Because prettiness becomes a priority for us, the pretty people on TV become all the more attractive, a cycle which is obviously great for TV. But it's less great for us civilians, who tend to own mirrors, and who also tend not to be anywhere near as pretty as the images we try to identify with. Not only does this cause some angst personally, but the angst increases because, nationally, everybody else is absorbing six-hour doses and identifying with pretty people and valuing prettiness more, too.
This very personal anxiety about our prettiness has become a national phenomenon with national consequences. The whole U.S.A. gets different about things it values and fears. The boom in diet aids, health and fitness clubs, neighborhood tanning parlors, cosmetic surgery, anorexia, bulimia, steroid use among boys, girls throwing acid at each other because one girl's hair looks more like Farrah Fawcett's than another's . . . are these supposed to be unrelated to each other? to the apotheosis of prettiness in a televisual culture?

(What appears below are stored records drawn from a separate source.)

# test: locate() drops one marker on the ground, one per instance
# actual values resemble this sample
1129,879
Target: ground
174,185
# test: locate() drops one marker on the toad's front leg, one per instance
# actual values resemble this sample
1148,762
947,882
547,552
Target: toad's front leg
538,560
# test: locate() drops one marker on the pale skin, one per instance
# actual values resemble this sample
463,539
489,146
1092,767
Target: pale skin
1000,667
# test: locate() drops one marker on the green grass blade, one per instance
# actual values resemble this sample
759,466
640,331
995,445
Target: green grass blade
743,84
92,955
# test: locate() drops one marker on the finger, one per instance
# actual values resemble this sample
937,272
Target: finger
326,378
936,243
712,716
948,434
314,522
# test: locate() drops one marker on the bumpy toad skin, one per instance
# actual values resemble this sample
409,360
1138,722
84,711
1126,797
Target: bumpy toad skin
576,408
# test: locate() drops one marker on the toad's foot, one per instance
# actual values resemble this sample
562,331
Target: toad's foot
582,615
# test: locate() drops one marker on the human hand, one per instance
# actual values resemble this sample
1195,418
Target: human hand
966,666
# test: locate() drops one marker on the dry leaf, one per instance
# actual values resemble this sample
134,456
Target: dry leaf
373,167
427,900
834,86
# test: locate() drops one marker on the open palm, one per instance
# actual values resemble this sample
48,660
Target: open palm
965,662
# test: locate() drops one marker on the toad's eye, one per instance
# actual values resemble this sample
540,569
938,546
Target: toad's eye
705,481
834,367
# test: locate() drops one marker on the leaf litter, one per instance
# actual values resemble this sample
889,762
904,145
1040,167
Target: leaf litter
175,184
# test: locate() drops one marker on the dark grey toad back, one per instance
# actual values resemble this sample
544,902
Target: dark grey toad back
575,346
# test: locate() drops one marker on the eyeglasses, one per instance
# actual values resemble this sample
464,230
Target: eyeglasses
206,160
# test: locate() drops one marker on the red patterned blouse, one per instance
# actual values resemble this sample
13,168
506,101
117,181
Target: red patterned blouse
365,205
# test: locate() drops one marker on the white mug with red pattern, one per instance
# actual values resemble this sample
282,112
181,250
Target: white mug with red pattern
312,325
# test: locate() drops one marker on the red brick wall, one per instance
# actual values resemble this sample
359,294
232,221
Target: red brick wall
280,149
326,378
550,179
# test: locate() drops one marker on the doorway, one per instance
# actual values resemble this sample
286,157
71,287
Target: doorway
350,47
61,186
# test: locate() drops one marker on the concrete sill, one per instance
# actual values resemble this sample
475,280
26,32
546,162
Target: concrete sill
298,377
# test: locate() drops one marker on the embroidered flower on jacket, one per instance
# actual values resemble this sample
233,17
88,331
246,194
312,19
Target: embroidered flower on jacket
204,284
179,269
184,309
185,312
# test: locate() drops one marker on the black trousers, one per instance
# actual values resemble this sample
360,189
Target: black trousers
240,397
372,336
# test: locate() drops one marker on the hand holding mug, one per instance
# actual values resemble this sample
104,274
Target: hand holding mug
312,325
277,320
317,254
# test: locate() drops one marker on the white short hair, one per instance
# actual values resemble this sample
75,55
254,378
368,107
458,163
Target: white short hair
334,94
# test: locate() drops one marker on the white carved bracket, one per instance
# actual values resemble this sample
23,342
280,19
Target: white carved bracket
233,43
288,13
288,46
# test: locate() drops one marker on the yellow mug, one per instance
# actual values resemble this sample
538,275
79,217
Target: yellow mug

- from E unibus pluram: television and U.S. fiction // by David Foster Wallace
It's not paranoid or hysterical to acknowledge that television in large doses affects people's values and self-esteem in deep ways. That televisual conditioning influences the whole psychology of one's relation to himself, his mirror, his loved ones, and a world of real people and real gazes. No one's going to claim that a culture all about watching and appearing is fatally compromised by unreal standards of beauty and fitness."